Fehlt nur noch eine gute Hollandaise dazu?!
„Ganz genau! Die würde ich immer selbermachen! Viele haben ja Angst vor Saucen, dabei ist es ganz einfach: Man reduziert Weißwein mit etwas Salz, Pfeffer und Schalotten. Für 3 Eier braucht man am Ende so viel Flüssigkeit wie für einen Espresso. Diese warme Basis gebe ich durch ein Sieb in ein hohes Gefäß, gebe die drei Eier dazu und mixe es zusammen warm über dem Wasserbad auf. Die Temperatur sollte etwa 50 Grad betragen, auf keinen Fall über 60 – sonst gibt’s Eierstich! Das Eigelb wird immer heller und schaumiger. Jetzt im dünnen Strahl die geschmolzene Butter reinlaufen lassen. Man kann auch andere Fette nehmen – Olivenöl oder Sonnenblumenöl zum Beispiel. Auf unseren letzten Events in Asien haben wir Wague-Fett genommen.“
#04 Käse
„Ein gutes Stück Rohmilchkäse habe ich immer da! Egal ob Camembert, Morbier oder Comté – bin ich ja Riesenfan von Comté! Einfach runterschneiden – großartig!“
Und zum Kochen?
„Einfach über Nudelgerichte drüber reiben, zum Gratinieren – da geht so viel! Wenn ich ein Filet oder ein Kotlett habe, einfach ein bisschen Tomate, Olive und dünn gehobelten Käse drüber geben und gratinieren!“
#05 Ein ordentlicher Risottoreis
„Das sage ich jetzt, damit ich nicht wie alle anderen Nudeln sage…!“, sagt Thomas Bühner und lacht. Nein, im Ernst: „Scherz beiseite: Risottoreis braucht man tatsächlich immer zu Hause – und zwar guten! Da gibt es ganz unterschiedliche Qualitäten.
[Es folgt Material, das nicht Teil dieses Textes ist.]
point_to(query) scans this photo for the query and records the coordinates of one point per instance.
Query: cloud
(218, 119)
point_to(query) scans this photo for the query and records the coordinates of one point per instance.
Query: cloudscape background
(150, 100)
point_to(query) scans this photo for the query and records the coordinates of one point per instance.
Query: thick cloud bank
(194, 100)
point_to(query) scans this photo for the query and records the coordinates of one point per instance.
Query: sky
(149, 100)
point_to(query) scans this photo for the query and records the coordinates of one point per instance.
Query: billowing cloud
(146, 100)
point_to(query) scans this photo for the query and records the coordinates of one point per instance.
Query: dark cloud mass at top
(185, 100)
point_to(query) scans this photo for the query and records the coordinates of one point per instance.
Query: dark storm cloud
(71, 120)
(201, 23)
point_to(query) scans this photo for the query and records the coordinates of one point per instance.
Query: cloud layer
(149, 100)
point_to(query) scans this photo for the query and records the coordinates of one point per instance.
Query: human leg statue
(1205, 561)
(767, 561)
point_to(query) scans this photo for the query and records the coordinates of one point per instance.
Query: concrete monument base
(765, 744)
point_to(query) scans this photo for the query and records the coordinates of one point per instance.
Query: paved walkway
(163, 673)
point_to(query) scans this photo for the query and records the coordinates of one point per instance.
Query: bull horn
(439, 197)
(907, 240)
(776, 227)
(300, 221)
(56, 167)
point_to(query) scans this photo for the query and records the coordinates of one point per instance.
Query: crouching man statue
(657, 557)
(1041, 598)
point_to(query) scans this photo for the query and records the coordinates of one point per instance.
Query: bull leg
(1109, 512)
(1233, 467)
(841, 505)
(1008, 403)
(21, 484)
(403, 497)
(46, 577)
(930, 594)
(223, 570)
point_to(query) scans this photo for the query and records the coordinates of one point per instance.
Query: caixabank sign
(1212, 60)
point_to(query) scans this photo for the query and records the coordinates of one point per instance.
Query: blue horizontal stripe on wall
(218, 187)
Wichtig ist, dass es gleichmäßig große Körner sind. Sonst wird ein Risotto schnell schleimig, weil abgebrochene Stücke verkochen. Wenn ich vernünftigen Reis im Haus habe, kann ich da alles Mögliche mit machen: Ein Champignon-Risotto, ein Bärlauchrisotto, oder ich lasse ihn ganz natur und zupfe nur ein bisschen luftgetrockneten Schinken drüber, Mozzarella, getrocknete Tomaten und Basilikum. Oder ich koche das Risotto von Anfang an mit Rotwein. Oder mit Rote Bete. Ich kann mit Risottoreis alles machen, was ich will. Und der Reis nimmt immer den Geschmack an, den ich dazu gebe!“
Bei Risotto sollte die Flüssigkeit, die man nach und nach zum Reis gibt, warm sein. Warum eigentlich? Und: In wie vielen Steps sollte man die Flüssigkeit nach und nach zugeben? Gibt es da eine Faustregel?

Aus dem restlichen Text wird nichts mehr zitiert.